My photographs of the palate cleanser of the Grannysmith apple lollipops served on a bed of pebbles, smoking created with liquid nitrogen, received positive feedback and interest.
We were asked if we had any dietary requirements, and I told our waitress about my mussel allergy. My fish dish of Mauritian sea bass, smoked white onion purée, tempura calamari, home-made chorizo (inspired by the chefs’ visit to Spain in 2015), a warm salad of buckwheat, saffron, and lentils, coriander, and pickled onions, served with a Soubise onion sauce, excluded the mussels. It was paired with Mullineux White Blend 2014.
The meat dish was Chalmar beef (Wagyu beef carries a supplement of R150), which was smoked at the table on a smoker which Chef Scot had found in New York, an unusual touch. The smoker contained wine cask smoking chips. We were told that the Wagyu beef is sourced from the Woodview (‘The Caviar of Beef’ its website claims) farm near Johannesburg, being the first Wagyu beef to be brought into our country. With the beef was served oxtail, langoustine, peas, a purée, shell peas, sugar snap peas, and pickled mustard seeds, served with a whole grain mustard Beurre Blanc. The wine pairing was with Morgenster Red Blend 2003.
As I had experienced the cheese dish for the Saronsberg lunch, I chose the ‘or’ option of Valrhona chocolate of Azelia cremeux, Jerusalem artichoke (what an unusual ingredient in a dessert!) ice cream, macerated grapefruit, grapefruit purée, chocolate crumble, meringue, chocolate sticks, and hazelnut, which was paired with Joostenberg Noble Late Harvest Chenin Blanc 2007.
Mari-Louis chose the Three ages of Boerenkaas (a smear of Catalan 12 month old, the ribbon set fondue 6 month old, and crumble 22 month old), with onion, rhubarb, walnut and cumin ice cream, which was paired with Blaauwklippen Noble Late Harvest Zinfandel 2012.
We were also served a guava cheesecake, with coconut espuma, guava gel, elderflower milk ice, coconut cake, and burnt egg yolk, which had a pairing with Delheim Edelspatz 2015.
Chef James hinted at the exciting coffee pairing which ended off the dinner. His brother works at Tribe coffee, and sourced the last 70 kg available worldwide of Ethiopian Yirgacheffe heirloom coffee beans from a single block for La Colombe. It has aromatics of fruitiness and jasmine, which was brought to the table with a lid, to preserve the aroma. The coffee was paired with petit fours, each of which was paired with a different style of drinking the coffee, and which looked like river pebbles. The jasmine and blueberry financiers were paired with the neat coffee. White chocolate ‘pebbles’ with Maldon sea salt and popping candy were paired with the coffee to which a block of ice had been added. The aniseed coated caramel truffle was paired with the now cold coffee to which tonic water was added.
Mari-Louis was a perfect dinner partner, and we laughed throughout the evening.

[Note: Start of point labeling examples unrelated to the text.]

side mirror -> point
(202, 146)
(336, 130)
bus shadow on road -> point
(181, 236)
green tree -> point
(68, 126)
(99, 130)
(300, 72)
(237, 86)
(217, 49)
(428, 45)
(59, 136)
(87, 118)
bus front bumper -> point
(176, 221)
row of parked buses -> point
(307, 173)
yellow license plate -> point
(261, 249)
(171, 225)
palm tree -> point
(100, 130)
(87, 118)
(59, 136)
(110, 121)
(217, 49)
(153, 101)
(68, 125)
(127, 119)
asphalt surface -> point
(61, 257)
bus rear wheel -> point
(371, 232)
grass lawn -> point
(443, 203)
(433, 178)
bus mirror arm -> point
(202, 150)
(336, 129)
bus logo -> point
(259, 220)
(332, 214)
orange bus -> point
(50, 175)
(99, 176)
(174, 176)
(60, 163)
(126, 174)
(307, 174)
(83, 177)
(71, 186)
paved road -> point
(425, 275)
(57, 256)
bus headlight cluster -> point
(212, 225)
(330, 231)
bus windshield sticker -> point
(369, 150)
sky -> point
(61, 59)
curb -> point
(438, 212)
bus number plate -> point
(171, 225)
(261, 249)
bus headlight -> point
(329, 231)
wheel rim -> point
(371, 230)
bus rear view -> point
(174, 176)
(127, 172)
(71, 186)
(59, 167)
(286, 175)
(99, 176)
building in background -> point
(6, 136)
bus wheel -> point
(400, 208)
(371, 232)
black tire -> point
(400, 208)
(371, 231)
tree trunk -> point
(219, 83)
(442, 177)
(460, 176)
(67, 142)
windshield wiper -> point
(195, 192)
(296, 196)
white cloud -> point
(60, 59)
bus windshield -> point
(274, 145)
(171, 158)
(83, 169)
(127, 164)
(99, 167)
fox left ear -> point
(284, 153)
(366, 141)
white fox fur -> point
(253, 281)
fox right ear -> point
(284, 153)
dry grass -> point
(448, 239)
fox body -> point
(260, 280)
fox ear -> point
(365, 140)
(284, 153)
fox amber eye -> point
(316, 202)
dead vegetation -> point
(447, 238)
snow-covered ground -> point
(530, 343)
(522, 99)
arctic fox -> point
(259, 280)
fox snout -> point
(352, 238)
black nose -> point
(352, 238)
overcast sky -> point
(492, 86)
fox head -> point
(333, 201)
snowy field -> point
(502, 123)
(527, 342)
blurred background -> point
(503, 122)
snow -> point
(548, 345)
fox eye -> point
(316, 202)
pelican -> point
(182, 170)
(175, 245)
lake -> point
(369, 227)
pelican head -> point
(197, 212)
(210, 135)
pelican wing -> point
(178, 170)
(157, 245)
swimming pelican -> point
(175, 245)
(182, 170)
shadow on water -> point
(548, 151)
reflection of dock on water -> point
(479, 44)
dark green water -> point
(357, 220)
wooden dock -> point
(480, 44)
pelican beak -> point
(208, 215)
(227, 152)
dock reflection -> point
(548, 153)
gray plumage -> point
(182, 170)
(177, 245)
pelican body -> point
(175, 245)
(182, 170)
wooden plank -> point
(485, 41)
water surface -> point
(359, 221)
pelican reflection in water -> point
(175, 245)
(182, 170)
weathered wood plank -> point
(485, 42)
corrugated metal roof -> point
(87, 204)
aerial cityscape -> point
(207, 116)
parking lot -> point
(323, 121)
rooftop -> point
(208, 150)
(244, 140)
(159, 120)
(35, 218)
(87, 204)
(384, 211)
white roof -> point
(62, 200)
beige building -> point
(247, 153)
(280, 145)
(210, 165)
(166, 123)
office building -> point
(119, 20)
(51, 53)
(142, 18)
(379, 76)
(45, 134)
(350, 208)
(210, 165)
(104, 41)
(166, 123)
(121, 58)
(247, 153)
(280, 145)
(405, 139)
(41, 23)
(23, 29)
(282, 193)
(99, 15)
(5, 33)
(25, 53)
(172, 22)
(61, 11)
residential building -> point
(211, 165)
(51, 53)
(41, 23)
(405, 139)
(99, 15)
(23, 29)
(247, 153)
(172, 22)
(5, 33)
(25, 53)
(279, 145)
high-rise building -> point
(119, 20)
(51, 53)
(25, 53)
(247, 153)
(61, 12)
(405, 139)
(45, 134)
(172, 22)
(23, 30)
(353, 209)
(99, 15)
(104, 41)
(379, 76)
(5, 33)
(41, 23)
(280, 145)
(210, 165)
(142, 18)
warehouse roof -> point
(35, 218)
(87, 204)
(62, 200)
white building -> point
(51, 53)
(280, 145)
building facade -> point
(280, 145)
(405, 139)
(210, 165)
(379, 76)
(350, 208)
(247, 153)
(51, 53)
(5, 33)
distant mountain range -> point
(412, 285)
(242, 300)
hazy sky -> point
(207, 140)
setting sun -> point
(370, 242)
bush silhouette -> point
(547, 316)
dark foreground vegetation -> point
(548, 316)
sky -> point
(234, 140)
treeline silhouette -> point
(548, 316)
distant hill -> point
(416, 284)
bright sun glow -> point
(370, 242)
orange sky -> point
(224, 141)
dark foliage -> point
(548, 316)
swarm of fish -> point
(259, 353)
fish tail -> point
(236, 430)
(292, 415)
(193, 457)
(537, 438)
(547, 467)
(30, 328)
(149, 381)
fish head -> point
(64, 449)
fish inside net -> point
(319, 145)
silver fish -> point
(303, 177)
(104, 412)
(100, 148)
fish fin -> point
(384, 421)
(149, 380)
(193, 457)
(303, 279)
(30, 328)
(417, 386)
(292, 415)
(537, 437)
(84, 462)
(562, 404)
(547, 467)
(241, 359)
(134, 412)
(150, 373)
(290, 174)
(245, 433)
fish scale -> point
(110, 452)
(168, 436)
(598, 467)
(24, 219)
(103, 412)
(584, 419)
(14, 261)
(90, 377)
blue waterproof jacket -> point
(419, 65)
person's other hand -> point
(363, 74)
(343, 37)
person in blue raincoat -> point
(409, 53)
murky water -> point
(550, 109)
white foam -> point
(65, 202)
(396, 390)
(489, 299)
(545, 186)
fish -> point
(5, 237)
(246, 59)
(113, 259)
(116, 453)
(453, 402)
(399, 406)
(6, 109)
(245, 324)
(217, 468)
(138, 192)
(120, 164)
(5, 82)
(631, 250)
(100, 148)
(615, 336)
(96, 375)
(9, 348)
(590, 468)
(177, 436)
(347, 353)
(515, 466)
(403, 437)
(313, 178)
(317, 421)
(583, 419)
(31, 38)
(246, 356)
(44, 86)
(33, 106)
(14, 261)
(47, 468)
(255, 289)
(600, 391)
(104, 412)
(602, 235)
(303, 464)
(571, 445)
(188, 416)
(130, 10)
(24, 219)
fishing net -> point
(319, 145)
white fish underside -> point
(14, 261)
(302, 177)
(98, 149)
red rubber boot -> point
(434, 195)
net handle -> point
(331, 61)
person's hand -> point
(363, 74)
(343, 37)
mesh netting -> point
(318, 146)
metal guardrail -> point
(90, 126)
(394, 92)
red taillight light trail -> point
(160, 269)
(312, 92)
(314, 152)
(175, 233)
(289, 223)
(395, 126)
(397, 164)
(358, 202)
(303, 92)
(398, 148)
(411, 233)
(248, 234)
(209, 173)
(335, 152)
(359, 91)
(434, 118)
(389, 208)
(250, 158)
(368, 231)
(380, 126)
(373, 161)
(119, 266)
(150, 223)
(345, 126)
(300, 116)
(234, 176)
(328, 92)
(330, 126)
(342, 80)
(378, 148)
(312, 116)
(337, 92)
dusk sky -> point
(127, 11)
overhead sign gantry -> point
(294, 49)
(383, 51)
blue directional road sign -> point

We had such a good time that we were the last to leave, after midnight! The service was exceptional in reflecting the food and wine knowledge, and the creativity of the chefs in taking us through the ‘forest’ of La Colombe’s location on Silvermist through its food superb. The artwork in the restaurant, especially in the private dining room, is forest focused. The coffee pairing was an excellent ending to our very special meal. It is our belief that Eat Out should seriously consider La Colombe as the top restaurant this year, given the excellence we experienced. No doubt La Colombe will climb up the World’s 50 Best Restaurant list next year, from its current 76th rank.